The cache will be invalidated if there are changes to the specific recipe with the slug "classic-spaghetti-carbonara" or any changes or additions to the chefs.

Any changes to other recipes not having the slug "classic-spaghetti-carbonara" will not affect the cache associated with this query.

#stale-if-error

In case of an outage of our APIs - this includes remote field origin errors as well- we will fall back for at least 24h to the latest cached content on our edge servers. This adds an additional reliability layer.

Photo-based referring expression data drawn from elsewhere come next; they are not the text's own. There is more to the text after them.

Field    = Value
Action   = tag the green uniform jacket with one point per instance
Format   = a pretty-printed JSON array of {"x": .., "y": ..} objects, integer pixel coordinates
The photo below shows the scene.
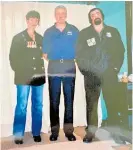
[{"x": 26, "y": 59}]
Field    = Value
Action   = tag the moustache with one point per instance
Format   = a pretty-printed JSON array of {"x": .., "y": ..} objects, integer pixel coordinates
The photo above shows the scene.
[{"x": 97, "y": 21}]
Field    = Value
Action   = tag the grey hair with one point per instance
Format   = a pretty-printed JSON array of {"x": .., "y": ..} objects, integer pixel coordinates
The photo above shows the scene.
[{"x": 60, "y": 7}]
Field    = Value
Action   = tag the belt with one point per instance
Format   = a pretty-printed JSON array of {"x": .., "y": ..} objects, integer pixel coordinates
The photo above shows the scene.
[{"x": 63, "y": 60}]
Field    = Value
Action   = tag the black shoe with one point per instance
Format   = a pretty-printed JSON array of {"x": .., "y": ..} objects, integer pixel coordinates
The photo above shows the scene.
[
  {"x": 18, "y": 141},
  {"x": 37, "y": 138},
  {"x": 70, "y": 137},
  {"x": 53, "y": 137},
  {"x": 88, "y": 138}
]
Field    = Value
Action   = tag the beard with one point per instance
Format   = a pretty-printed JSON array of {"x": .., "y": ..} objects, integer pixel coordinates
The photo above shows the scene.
[{"x": 97, "y": 21}]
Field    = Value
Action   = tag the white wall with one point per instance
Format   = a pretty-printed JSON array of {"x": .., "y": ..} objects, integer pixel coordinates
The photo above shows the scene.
[{"x": 13, "y": 22}]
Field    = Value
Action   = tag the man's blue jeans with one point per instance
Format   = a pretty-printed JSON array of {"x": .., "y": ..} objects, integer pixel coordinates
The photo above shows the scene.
[{"x": 21, "y": 109}]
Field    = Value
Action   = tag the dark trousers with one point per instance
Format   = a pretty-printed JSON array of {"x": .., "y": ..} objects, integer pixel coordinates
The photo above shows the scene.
[
  {"x": 67, "y": 78},
  {"x": 114, "y": 94}
]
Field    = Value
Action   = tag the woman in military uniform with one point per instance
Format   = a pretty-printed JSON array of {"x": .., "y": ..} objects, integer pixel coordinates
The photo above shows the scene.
[{"x": 28, "y": 66}]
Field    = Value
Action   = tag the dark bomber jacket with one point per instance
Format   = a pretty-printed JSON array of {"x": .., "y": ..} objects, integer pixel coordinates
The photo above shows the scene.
[
  {"x": 97, "y": 53},
  {"x": 26, "y": 59}
]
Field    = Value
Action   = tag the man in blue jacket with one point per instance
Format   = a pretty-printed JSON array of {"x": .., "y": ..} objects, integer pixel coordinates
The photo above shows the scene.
[{"x": 59, "y": 49}]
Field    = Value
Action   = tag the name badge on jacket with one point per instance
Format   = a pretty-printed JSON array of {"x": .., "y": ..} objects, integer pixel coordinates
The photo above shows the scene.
[
  {"x": 31, "y": 44},
  {"x": 91, "y": 42}
]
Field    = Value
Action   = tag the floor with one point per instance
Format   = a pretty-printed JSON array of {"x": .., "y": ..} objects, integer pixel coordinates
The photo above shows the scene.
[{"x": 7, "y": 142}]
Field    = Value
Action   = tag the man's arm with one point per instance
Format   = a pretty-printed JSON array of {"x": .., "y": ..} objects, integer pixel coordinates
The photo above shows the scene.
[
  {"x": 118, "y": 60},
  {"x": 45, "y": 45},
  {"x": 81, "y": 60},
  {"x": 14, "y": 54}
]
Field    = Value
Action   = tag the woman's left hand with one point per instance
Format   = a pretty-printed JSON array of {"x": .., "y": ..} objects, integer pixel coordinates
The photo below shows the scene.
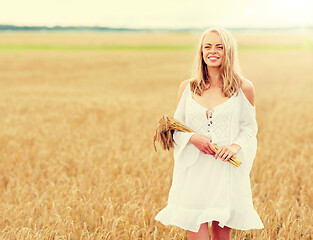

You can use a header for the High performance endpoint that lets you set stale-if-error on a per query basis.

{
"hyg-stale-if-error": "21600"
}

The values are in seconds.

#stale-while-revalidate

With the High performance endpoint you will get cached responses directly, while we update the content in the background. This means your content is always served on the edge, with low latency for your users.

Staleness refers to how long we deliver stale data while we revalidate the cache in the background if the cache was invalidated.

You can use a header for the High performance endpoint that lets you set stale-while-revalidate on a per query basis.

{
"hyg-stale-while-revalidate": "27"
}

The values are in seconds.

#Remote fields

GraphQL queries that contain remote fields are cached differently. By default, a response is marked as cacheable when all remote field responses are cacheable according to rfc7234. You can control the TTL (Time-to-Live) cache by returning the Cache-Control response header.

By default, we will set a TTL of 900s, you can set a minimum TTL of 60s. While it is also possible to respond with a no-store cache directive to disable the cache, this is not recommended, as it marks the entire response as not cacheable and will increase the load on your origin.